« Un détour par l’enfer » d’Erwan Gramand

4ème de couverture:

« Ce soir, tu as 18 ans, tu boiras donc 18 verres de vin. ». Voilà comment à partir d’un simple repas anniversaire étudiant, j’ai pénétré dans les ténèbres de l’alcool. Vingt-cinq ans d’enfer, plus de la moitié de ma vie.

J’ai grandi dans l’alcool, je l’ai détesté en regardant mes parents s’imbiber, et j’ai pourtant reproduit le schéma. Cette autobiographie raconte mon naufrage depuis mes études supérieures, jusqu’à l’explosion de ma vie de famille.

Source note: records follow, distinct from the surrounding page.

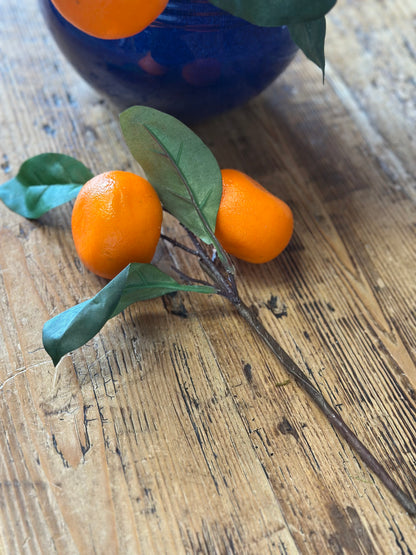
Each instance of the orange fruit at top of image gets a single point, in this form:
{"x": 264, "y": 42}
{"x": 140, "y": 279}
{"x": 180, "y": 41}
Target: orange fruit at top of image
{"x": 116, "y": 219}
{"x": 110, "y": 19}
{"x": 252, "y": 224}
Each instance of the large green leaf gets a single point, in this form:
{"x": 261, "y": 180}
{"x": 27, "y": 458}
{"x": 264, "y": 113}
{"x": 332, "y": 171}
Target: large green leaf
{"x": 77, "y": 325}
{"x": 273, "y": 13}
{"x": 179, "y": 165}
{"x": 310, "y": 37}
{"x": 44, "y": 182}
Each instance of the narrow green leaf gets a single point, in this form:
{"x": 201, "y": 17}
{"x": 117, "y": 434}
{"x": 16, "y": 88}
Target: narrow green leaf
{"x": 180, "y": 167}
{"x": 310, "y": 37}
{"x": 77, "y": 325}
{"x": 44, "y": 182}
{"x": 273, "y": 13}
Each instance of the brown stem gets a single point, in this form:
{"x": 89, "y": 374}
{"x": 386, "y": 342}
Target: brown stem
{"x": 334, "y": 418}
{"x": 227, "y": 287}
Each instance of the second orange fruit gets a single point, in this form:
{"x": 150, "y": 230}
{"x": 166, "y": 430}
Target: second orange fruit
{"x": 252, "y": 224}
{"x": 116, "y": 219}
{"x": 110, "y": 19}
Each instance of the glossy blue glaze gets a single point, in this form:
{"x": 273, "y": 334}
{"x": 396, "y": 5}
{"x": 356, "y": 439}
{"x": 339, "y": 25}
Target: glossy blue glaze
{"x": 193, "y": 62}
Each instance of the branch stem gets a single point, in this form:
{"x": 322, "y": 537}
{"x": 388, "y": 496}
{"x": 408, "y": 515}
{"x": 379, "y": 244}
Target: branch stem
{"x": 331, "y": 414}
{"x": 227, "y": 287}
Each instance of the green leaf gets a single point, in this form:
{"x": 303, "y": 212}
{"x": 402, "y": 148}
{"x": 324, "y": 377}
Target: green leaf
{"x": 180, "y": 167}
{"x": 137, "y": 282}
{"x": 44, "y": 182}
{"x": 273, "y": 13}
{"x": 310, "y": 37}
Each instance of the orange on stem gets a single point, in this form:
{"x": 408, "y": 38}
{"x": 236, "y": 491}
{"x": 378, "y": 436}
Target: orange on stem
{"x": 110, "y": 19}
{"x": 116, "y": 219}
{"x": 252, "y": 224}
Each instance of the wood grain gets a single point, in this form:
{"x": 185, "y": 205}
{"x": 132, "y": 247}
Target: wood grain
{"x": 173, "y": 433}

L’installation sournoise de la dépendance, la honte, le mensonge, la tristesse, la perte de maîtrise de soi-même, les impacts sur la vie familiale et professionnelle, les tentatives échouées pour s’arrêter, jusqu’à ce fameux déclic, la passerelle vers l’abstinence totale. Beaucoup de malades alcooliques se reconnaitront dans ces récits de vie décrits sans tabous et sans complaisance, parfois glauques, inavouables et dérangeants.

Cet ouvrage est le témoignage d’un homme qui a fait un détour de vingt-cinq ans par l’enfer. Il ne prétend pas apporter le moindre remède face à une maladie toujours méconnue et pourtant si présente dans notre société. Mais il apporte un souffle d’espoir et de positivisme : celui de croire à l’arrivée d’un déclic qui ouvrira les portes d’une deuxième moitié de vie heureuse et sans alcool.

Préface du Dr Laurent Karila, psychiatre spécialiste des addictions à l’hôpital Paul Brousse (Villejuif), porte-parole de SOS Addictions.


Il s’agit d’une autobiographie sur la descente aux enfers à cause de l’alcool. Comme à mon habitude je ne mettrai pas de note car un roman témoignage ne mérite pas de note.

Erwan nous raconte sans fioriture son problème d’alcoolisme, c’est courageux car un témoignage peut permettre à certain de mieux comprendre cette addiction et pour d’autre cela peut permettre de faire une juxtaposition avec sa propre vie.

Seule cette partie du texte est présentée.